Prognostyczne znaczenie amplifikacji/nadekspresji EGFR jest również kontrowersyjne. EGFR może ulegać amplifikacji (w 46–50 proc.) lub nadekspresji (97,5 proc. przypadków z amplifikacją) i różnym mutacjom, z których najczęstsza dotyczy regionu III EGFRvIII oraz typu dzikiego EGFRwt. Większość badań wskazuje na negatywny wpływ zmian EGFR na całkowite przeżycie, szczególnie u ludzi poniżej 60. roku życia [25], jednakże część badań neguje te opinie [23, 26]. U pacjentów z amplifikacją EGFR nadekspresja EGFRvIII była niekorzystnym, znaczącym czynnikiem rokowniczym dla całkowitego czasu przeżycia. Natomiast przypadki z nadekspresją EGFRvIII i EGFRwt bez amplifikacji tego genu nie wpływały na rokowanie [27]. U młodych pacjentów jedynie nadekspresja EGFR bez mutacji P53 ma niekorzystne znaczenie rokownicze [28]. Najnowsze badania wskazują, iż różnice w polimorfizmie pojedynczych nukleotydów (GA lub GG) w regionie 5’ genu EGF mają wpływ na nawroty choroby i krótsze przeżycie, niezależnie od statusu EGFR [29].

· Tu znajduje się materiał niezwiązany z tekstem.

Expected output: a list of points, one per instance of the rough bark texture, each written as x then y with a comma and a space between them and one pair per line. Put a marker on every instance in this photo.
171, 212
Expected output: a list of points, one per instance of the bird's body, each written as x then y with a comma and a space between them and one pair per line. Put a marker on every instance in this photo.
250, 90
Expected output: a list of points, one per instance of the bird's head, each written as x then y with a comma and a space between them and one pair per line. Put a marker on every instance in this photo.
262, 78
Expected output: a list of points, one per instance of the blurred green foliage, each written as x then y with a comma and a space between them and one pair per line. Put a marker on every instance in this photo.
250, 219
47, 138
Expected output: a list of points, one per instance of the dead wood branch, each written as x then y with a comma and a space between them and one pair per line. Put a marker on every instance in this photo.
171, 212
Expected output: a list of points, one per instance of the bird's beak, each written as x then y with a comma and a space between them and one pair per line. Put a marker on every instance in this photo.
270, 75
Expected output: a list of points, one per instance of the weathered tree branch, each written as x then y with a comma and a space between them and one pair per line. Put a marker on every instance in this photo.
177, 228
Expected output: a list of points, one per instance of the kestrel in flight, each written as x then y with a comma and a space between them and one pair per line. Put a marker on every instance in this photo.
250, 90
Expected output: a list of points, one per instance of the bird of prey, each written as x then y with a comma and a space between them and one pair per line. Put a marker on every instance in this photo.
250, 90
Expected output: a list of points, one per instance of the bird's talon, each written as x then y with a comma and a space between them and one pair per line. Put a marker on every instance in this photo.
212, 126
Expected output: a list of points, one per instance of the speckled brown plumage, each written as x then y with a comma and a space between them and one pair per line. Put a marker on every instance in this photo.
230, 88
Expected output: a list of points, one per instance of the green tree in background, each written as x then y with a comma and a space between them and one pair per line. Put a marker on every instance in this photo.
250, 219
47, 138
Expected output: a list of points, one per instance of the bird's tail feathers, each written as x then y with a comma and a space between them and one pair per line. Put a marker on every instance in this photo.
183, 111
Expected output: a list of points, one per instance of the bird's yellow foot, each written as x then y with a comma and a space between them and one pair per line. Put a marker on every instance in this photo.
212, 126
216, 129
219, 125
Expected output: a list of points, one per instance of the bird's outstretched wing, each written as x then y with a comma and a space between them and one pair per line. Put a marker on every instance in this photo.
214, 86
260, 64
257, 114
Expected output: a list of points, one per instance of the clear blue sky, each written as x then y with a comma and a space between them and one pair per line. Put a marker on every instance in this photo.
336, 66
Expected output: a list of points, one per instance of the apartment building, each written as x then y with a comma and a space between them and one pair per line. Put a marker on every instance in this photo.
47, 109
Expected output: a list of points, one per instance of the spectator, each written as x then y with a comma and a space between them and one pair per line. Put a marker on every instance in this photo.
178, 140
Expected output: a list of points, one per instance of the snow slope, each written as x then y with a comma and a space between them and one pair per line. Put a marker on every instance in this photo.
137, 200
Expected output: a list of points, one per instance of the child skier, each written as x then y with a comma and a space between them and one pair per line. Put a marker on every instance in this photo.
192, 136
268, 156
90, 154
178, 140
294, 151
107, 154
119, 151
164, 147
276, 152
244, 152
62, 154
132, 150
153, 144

Część badań wskazuje na dużą rolę prognostyczną utraty funkcji supresorowej genu PTEN/MMAC1 w glejakach złośliwych i w glejaku wielopostaciowym. Mutacja tego genu jest związana z progresją nowotworu oraz krótszym przeżyciem pacjentów [30]. Co więcej, zaburzenia któregokolwiek z genów uczestniczących w patogenezie RB1, tzn. (CDKN2A, CDKN2B, RB1, CDK4) niezależnie i w połączeniu z mutacją PTEN wpływają znacząco na skrócenie długości życia [31]. Istnieją jednakże doniesienia o braku różnic w mutacji PTEN, p53, CDKN2A, EGFR i MDM2 u pacjentów z krótkim przeżyciem <6 mies. i z długim przeżyciem powyżej 2 lat [32]. Do niekorzystnych rokowniczo czynników należy wzrost poziomu cząsteczek uczestniczących w aktywacji drogi PI3K/AKT, co koreluje z wyższym stopniem złośliwości glejaków, obniżeniem apoptozy i gorszym rokowaniem [33]. Utrata 6q, 10q oraz dodatkowy chromosom 19q towarzyszą krótkotrwałym przeżyciom, natomiast utrata 19q towarzyszy dłuższym przeżyciom powyżej 3 lat i podobnie jak w skąpodrzewiaku jest markerem dobrej odpowiedzi na chemioterapię [34]. Równie korzystnym czynnikiem rokowniczym w GM z dłuższym przeżyciem jest tzw. alternatywne wydłużenie telomerazy (ALT) [35].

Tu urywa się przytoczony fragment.